The rock is a natural water trap. Around its base are some 11 soaks and holes which provide vital liquid for the people who live there, for visiting animals and for a skirt of foliage. On the rock face are many sacred cave paintings, some of which are exclusive to women and others to men. Neither sex can so much as look in the direction of the caves of the other and must even avert their eyes when passing forbidden places. In 1978, a European woman who visited a spot taboo to females was threatened with death if she ever repeated the transgression. Ayers Rock was also the scene of the recent and much-publicized Azaria case in which the Chamberlain family claimed a dingo had stolen and killed their baby. Whether this death had anything to do with the mythology of the Aborigines is not clear, but it ranks among the strangest 'murder' cases in the world.

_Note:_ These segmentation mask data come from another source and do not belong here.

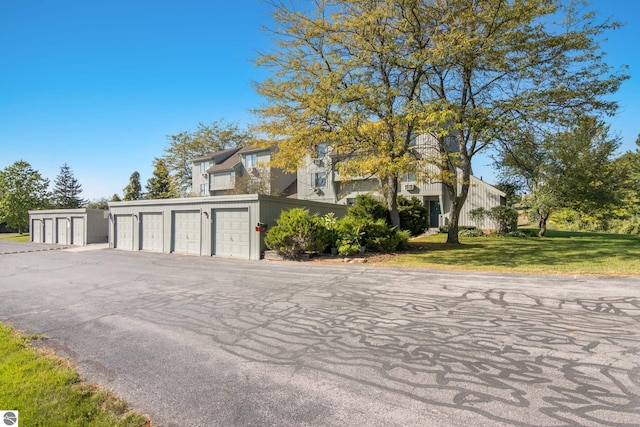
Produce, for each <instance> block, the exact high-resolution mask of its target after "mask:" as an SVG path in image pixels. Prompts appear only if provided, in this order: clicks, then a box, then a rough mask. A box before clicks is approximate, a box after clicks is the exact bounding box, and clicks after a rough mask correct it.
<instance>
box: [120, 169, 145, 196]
mask: <svg viewBox="0 0 640 427" xmlns="http://www.w3.org/2000/svg"><path fill="white" fill-rule="evenodd" d="M123 199H124V200H140V199H142V186H141V185H140V174H139V173H138V172H137V171H136V172H134V173H132V174H131V177H129V184H127V186H126V187H125V188H124V197H123Z"/></svg>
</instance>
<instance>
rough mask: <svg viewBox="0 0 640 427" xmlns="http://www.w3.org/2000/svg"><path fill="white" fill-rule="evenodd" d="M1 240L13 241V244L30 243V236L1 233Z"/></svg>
mask: <svg viewBox="0 0 640 427" xmlns="http://www.w3.org/2000/svg"><path fill="white" fill-rule="evenodd" d="M0 240H11V241H12V242H29V241H30V236H29V234H18V233H0Z"/></svg>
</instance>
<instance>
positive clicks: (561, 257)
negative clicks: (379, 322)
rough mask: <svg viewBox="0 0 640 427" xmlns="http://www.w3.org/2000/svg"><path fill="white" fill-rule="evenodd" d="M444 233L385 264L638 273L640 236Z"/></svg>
mask: <svg viewBox="0 0 640 427" xmlns="http://www.w3.org/2000/svg"><path fill="white" fill-rule="evenodd" d="M446 237H447V236H446V234H434V235H431V236H423V237H420V238H418V239H415V240H413V241H412V242H411V244H410V246H411V250H410V251H408V252H404V253H398V254H396V255H394V256H391V257H389V258H388V259H386V260H385V261H384V264H386V265H395V266H404V267H421V268H434V269H450V270H475V271H492V272H507V273H533V274H575V275H605V276H638V275H640V236H637V235H625V234H606V233H584V232H565V231H553V230H550V231H548V233H547V236H545V237H543V238H540V237H497V236H483V237H461V238H460V243H461V244H460V245H448V244H446V243H445V241H446Z"/></svg>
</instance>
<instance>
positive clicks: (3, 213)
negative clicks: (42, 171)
mask: <svg viewBox="0 0 640 427" xmlns="http://www.w3.org/2000/svg"><path fill="white" fill-rule="evenodd" d="M48 187H49V180H48V179H46V178H43V177H42V176H41V175H40V173H39V172H38V171H36V170H34V169H33V168H32V167H31V165H30V164H29V163H27V162H25V161H24V160H19V161H17V162H15V163H14V164H12V165H11V166H7V167H6V168H5V169H3V170H1V171H0V223H3V222H6V223H7V225H8V226H9V227H11V228H15V229H17V230H18V232H19V233H22V232H23V231H24V230H27V229H28V224H29V210H31V209H46V208H48V207H49V206H50V204H49V193H48V192H47V188H48Z"/></svg>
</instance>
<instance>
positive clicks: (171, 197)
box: [147, 159, 178, 199]
mask: <svg viewBox="0 0 640 427" xmlns="http://www.w3.org/2000/svg"><path fill="white" fill-rule="evenodd" d="M153 163H154V169H153V176H152V177H151V178H149V180H148V181H147V198H148V199H171V198H174V197H177V196H178V195H177V193H176V191H175V189H174V185H173V182H172V181H171V177H170V176H169V169H167V164H166V163H165V161H164V159H155V161H154V162H153Z"/></svg>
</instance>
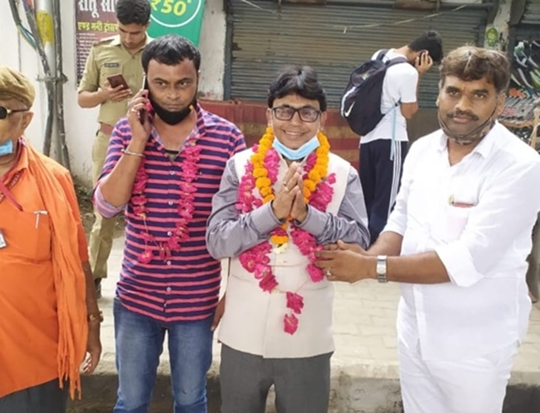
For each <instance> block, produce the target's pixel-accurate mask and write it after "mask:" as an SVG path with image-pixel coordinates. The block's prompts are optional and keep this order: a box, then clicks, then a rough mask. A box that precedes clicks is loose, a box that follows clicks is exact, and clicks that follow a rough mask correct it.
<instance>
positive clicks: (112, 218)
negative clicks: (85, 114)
mask: <svg viewBox="0 0 540 413" xmlns="http://www.w3.org/2000/svg"><path fill="white" fill-rule="evenodd" d="M109 138H110V135H107V134H105V133H103V132H98V133H97V135H96V139H95V141H94V145H93V147H92V183H93V184H94V185H95V183H96V182H97V180H98V178H99V176H100V175H101V170H102V169H103V165H104V164H105V156H106V155H107V147H108V146H109ZM94 215H95V217H96V221H95V223H94V226H93V227H92V231H91V232H90V240H89V247H90V266H91V267H92V272H93V273H94V279H100V278H107V260H108V259H109V255H110V254H111V250H112V243H113V235H114V228H115V225H116V217H115V218H110V219H108V218H103V217H102V216H101V215H99V213H98V212H97V210H94Z"/></svg>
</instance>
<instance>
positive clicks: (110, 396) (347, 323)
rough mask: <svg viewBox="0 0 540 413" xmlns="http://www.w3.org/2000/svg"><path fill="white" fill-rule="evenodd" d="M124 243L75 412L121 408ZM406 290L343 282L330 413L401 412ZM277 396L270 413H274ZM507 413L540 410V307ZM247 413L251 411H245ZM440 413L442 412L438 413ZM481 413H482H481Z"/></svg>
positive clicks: (116, 258)
mask: <svg viewBox="0 0 540 413" xmlns="http://www.w3.org/2000/svg"><path fill="white" fill-rule="evenodd" d="M123 241H124V240H123V238H118V239H116V240H115V242H114V247H113V252H112V254H111V257H110V259H109V268H110V270H109V273H110V274H111V277H110V278H108V279H106V280H104V282H103V284H102V293H103V298H102V299H101V300H100V301H99V304H100V307H101V308H102V310H103V312H104V315H105V321H104V323H103V324H102V330H101V337H102V343H103V356H102V360H101V363H100V365H99V367H98V369H97V371H96V373H95V374H94V375H93V376H90V377H85V379H84V380H83V400H82V401H80V402H75V403H71V408H70V410H69V411H70V413H91V412H92V413H105V412H111V411H112V406H113V405H114V402H115V392H116V383H117V379H116V369H115V364H114V327H113V316H112V302H113V297H114V290H115V285H116V282H117V277H118V276H117V274H118V273H119V270H120V262H121V258H122V248H123ZM398 299H399V285H397V284H392V283H389V284H378V283H377V282H374V281H363V282H362V283H359V284H357V285H355V286H351V285H346V284H341V283H337V284H336V297H335V304H334V333H335V343H336V352H335V353H334V356H333V358H332V393H331V408H330V410H329V413H401V412H403V408H402V404H401V397H400V391H399V380H398V379H399V375H398V361H397V349H396V330H395V323H396V311H397V304H398ZM219 353H220V345H219V344H218V343H217V342H216V343H215V346H214V361H213V365H212V368H211V370H210V373H209V381H208V394H209V412H210V413H218V412H219V378H218V374H217V371H218V369H217V367H218V366H219ZM170 394H171V390H170V382H169V366H168V354H167V351H166V350H165V351H164V353H163V354H162V356H161V363H160V366H159V377H158V381H157V384H156V388H155V392H154V401H153V404H152V407H151V410H150V412H151V413H165V412H167V413H169V412H171V411H172V401H171V396H170ZM272 397H273V395H272V394H271V395H270V396H269V403H268V404H269V407H268V409H267V413H273V412H274V410H273V407H272ZM504 412H505V413H539V412H540V306H538V304H537V305H536V306H534V307H533V311H532V314H531V318H530V326H529V332H528V335H527V337H526V339H525V341H524V343H523V345H522V346H521V348H520V351H519V355H518V356H517V359H516V361H515V364H514V369H513V371H512V377H511V380H510V384H509V387H508V391H507V398H506V401H505V409H504ZM239 413H246V412H239ZM433 413H438V412H433ZM478 413H481V412H478Z"/></svg>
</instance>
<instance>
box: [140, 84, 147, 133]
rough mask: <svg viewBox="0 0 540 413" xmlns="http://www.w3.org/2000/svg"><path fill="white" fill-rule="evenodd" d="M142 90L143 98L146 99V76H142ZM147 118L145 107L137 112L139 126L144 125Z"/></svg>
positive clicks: (141, 89) (146, 93) (141, 90)
mask: <svg viewBox="0 0 540 413" xmlns="http://www.w3.org/2000/svg"><path fill="white" fill-rule="evenodd" d="M142 84H143V85H142V89H141V91H142V92H143V96H144V97H148V93H149V92H148V85H147V83H146V76H145V75H143V81H142ZM147 118H148V111H147V110H146V106H145V107H144V108H143V109H141V110H139V121H140V122H141V125H144V124H145V123H146V119H147Z"/></svg>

The hare-wallaby cave of Mala, now off-limits to non-Aborigines, is a place where local boys are initiated into the tribe. The walls of this rock tunnel are covered in strange markings and inscriptions said to be the ritual cuts of original Dreamtime and subsequent initiates. On a large flat stone at the entrance to the cave, the boys are painted with ochre, and beside this natural table stands a rock which is the sleeping form of a Dreamtime elder. The cave of Mala is known among the Aborigines as a 'plenteous happy place' where returning initiates -- Aborigines who have travelled and come home -- weep with joy when they recall their own personal initiation rites.

What do visitors feel about the rock?

Known as 'the dead heart' to the white population of Australia, Ayers Rock is growing into a tourist attraction with all the attendant problems that entails. Many climb the white line painted up the side of the rock to film the remarkable views from the top.

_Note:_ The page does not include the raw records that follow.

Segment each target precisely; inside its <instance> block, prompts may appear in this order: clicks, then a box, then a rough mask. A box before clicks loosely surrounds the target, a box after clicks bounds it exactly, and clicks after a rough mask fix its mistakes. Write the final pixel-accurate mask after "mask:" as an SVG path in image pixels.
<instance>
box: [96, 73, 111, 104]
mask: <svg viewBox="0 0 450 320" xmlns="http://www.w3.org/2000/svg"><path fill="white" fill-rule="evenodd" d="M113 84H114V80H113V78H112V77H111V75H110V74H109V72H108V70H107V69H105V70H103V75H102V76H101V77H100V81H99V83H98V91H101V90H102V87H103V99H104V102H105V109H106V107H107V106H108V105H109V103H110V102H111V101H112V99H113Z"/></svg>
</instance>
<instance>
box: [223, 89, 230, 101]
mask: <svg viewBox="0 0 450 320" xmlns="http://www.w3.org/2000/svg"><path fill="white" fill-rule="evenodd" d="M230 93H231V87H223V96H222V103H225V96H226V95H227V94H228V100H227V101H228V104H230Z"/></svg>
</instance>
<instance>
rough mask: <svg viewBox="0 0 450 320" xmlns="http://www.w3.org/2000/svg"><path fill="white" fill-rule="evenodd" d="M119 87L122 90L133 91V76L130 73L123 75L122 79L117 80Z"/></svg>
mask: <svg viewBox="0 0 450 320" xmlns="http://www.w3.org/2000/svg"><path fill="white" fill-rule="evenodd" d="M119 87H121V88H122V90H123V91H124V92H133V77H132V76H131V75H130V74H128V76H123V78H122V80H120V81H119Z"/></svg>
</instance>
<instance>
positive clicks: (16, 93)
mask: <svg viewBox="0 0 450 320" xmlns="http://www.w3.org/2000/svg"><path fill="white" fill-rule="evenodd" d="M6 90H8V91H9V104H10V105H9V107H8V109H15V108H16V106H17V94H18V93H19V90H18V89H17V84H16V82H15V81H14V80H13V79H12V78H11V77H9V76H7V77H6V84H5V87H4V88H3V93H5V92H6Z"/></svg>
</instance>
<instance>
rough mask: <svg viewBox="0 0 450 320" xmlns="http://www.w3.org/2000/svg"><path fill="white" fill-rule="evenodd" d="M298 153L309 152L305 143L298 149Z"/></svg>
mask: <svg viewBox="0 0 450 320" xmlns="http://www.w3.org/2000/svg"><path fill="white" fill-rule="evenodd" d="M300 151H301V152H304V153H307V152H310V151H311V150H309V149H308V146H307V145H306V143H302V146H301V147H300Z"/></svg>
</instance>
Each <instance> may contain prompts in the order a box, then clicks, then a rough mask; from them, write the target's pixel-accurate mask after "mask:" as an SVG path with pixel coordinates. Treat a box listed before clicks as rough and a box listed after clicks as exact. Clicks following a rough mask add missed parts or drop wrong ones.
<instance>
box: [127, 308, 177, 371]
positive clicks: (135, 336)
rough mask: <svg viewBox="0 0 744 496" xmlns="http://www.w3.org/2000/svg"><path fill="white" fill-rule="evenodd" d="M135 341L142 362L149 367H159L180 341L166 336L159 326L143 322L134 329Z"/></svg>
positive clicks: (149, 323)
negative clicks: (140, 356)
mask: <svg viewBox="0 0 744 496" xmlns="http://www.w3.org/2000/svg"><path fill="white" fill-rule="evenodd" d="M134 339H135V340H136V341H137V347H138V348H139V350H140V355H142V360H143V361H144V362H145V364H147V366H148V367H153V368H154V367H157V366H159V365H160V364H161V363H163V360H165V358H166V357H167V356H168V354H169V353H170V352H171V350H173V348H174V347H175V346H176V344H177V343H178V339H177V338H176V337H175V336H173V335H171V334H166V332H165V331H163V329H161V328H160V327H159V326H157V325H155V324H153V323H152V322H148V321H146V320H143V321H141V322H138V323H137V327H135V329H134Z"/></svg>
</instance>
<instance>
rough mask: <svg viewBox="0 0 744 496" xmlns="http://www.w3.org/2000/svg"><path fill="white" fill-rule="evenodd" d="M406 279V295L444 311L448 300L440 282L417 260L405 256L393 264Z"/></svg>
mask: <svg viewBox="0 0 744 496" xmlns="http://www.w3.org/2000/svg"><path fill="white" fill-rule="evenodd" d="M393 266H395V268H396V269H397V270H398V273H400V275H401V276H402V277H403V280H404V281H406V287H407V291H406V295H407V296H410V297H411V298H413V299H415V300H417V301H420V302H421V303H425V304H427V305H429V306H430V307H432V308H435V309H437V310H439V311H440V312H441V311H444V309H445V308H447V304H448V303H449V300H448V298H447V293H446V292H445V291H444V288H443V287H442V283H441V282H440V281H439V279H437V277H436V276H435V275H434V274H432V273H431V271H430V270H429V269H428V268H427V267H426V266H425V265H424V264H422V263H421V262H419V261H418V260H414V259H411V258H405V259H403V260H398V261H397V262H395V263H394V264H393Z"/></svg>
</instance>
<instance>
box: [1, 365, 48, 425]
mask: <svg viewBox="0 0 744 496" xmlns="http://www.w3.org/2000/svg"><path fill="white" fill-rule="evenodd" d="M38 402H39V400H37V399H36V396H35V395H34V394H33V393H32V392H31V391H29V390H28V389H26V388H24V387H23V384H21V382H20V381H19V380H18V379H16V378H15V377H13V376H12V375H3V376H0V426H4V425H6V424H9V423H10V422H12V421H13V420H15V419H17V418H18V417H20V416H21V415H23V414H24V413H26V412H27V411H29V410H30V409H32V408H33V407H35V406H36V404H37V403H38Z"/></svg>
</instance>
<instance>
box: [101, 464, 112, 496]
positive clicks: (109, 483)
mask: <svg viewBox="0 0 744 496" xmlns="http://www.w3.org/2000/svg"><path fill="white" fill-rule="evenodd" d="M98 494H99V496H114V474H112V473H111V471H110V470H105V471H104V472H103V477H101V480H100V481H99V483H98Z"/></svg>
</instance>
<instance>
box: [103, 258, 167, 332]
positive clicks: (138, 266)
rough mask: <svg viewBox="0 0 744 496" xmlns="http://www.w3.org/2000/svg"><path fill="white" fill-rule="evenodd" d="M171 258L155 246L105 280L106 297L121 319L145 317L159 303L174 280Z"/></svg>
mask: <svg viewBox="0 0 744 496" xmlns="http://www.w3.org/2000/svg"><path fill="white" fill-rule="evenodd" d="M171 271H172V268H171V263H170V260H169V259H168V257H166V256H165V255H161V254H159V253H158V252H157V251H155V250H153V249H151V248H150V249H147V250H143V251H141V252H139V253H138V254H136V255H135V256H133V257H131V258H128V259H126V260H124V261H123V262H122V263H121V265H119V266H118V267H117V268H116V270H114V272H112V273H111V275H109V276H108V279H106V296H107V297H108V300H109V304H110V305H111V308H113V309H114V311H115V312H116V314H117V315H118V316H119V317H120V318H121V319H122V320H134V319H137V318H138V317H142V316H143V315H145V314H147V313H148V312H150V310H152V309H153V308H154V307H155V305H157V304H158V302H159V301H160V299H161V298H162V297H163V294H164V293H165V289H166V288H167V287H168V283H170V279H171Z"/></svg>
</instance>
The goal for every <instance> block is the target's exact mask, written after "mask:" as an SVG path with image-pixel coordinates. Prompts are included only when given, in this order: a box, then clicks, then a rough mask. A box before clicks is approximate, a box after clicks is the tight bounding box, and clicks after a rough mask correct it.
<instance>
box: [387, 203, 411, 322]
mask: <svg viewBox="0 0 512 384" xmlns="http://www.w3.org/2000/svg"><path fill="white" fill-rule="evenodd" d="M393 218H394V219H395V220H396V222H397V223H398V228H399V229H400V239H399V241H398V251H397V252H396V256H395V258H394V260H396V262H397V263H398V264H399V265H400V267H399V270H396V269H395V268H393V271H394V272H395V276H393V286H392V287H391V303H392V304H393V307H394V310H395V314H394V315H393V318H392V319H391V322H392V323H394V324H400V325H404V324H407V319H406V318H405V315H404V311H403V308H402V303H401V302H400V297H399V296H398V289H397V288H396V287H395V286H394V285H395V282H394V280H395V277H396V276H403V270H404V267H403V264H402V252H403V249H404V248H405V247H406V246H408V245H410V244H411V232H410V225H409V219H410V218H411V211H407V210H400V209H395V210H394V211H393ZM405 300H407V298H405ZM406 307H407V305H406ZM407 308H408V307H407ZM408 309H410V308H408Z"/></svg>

Few visitors fail to be surprised by the strength of emotion they experience when confonted by what is, after all, a giant lump of red rock in the Australian desert. Robyn Davidson, an Australian adventurer who made an epic journey by camel across half the continent, described her feelings in her book Tracks: 'The indecipherable power of that rock had my heart racing. I had not expected anything quite so weirdly, primevally beautiful.' For all its wonderment, the rock will remain the Uluru of the Aborigines who see themselves as custodians of a symbolic landscape bequeathed to them by their ancestors.


Rock engravings abound in the caves and grottoes of Ayers Rock. Some of the most sacred cave designs are reputed to be of non-human origin. Many engravings have fertility or initiatory meanings, while others, such as this tree design, date back to the mythological Dreamtime era.